Govt lifts months-long ban on auto imports, but automobile association continues protest

The government lifted an eight-month-long ban on automobiles, but traders are not excited as they see no business happening due to tight provisions.

NL Today

  • Read Time 3 min.

Although the government has lifted the months-long ban on auto imports, dealers have started protesting against the policies adopted by the central bank. 

The auto dealers have warned of further protests if their demands are not met. The automobile businesspersons said they are not in a position to sell vehicles due to the policy of the Nepal Rastra Bank. 

In April, the government, on the recommendation of the Nepal Rastra Bank, imposed a blanket ban on imports of 10 ‘luxury’ items to stop the depleting of foreign currency reserves. The decision, according to the government, was made as ballooning imports led to massive depletion of foreign currency, pushing the balance of payments into a red zone.

Despite such restrictions, the forex reserves could not increase. Rather the government lost a huge amount in revenues in the last eight months.

The government and the central bank thought that automobile import was the main culprit behind the depletion of foreign currency reserves. “The passenger vehicle segment has just a one percent contribution to the total imports of Nepal. But this sector generates 14 to 25 percent of revenue for state coffers,” according to Dhruba Thapa, president of the NADA Automobiles Association of Nepal..

According to the data provided by NADA, up to 19,000 passenger vehicles (IEC) are sold every year in Nepal. “We [traders] are not hopeful the demand would be similar in the coming months as the banking system is facing a massive shortage of loanable funds,” said Thapa, adding that the import ban has disrupted the entire automobile ecosystem.

The import ban, according to him, has worsened Nepal’s image among manufacturers. “Earlier, we used to order vehicles, then manufacturers used to produce it for us. At that time, we used to open letters of credit (LC). The whole process would just take a month or two,” he said, adding that the manufacturers, now, are reluctant to take orders before we open LC. 

A few months ago, a few auto businesses ordered vehicles from several manufacturers from India as the government said it would lift the ban on imports. But, as it didn’t happen, the manufacturers in India had to send the vehicles, produced for the Nepali market, elsewhere.

Although their demand is fulfilled, the NADA has decided to stage a sit-in at Maitighar in Kathmandu as the policies adopted by the government are hampering the business. Speaking at the sit-in, members of NADA said they are not in a position to sell vehicles due to the policy of the central bank.

“The government must bring businessmen-friendly policies. The protest will continue until the demands put forward by automobile dealers are addressed by the government and the central bank,” said agitated automobile businesses.

 The central bank has made a provision to maintain a cash margin of 50 percent for opening the letter of credit for automobile imports. Also, the government has reduced financing on auto purchases to 50 percent. In addition, they have also asked the central bank to extend the renewal of the refinance facility for the next year.

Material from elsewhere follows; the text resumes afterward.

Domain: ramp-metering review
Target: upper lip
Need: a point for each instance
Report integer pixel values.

The automobile stakeholders warn that a massive number of jobs would be cut down if the situation prolongs. “ As many as 100 dealers have already been closed across the country. Another 30 showrooms are on the verge of closure. And, at least 40 percent of the workforce has already been laid off after the restriction was imposed by the government. The number would increase every day,” they said during the protest.

According to them, they are even in a condition to take loans to clear the salaries of staff. “It has been eight-long months since there has been no business at all. It is our responsibility to clear the salaries of staff. But the central bank has even tightened working capital loans. We are not in the condition to survive,” they said.

“The interest rate, which used to be at 7-8 percent, has now reached up to 18 percent. There is no way we can survive at such a high-interest rate. The government must rescue us.”

The central bank has maintained two slabs for the banks and financial institutions when they issue loans against the working capital. As per the provision, the firm that has estimated transactions of Rs 20 million or less per year will be eligible to get loans only up to 20 percent of the turnover amount. And companies that have annual transactions of more than Rs 20 million will be eligible to get loans of 25 percent of the turnover.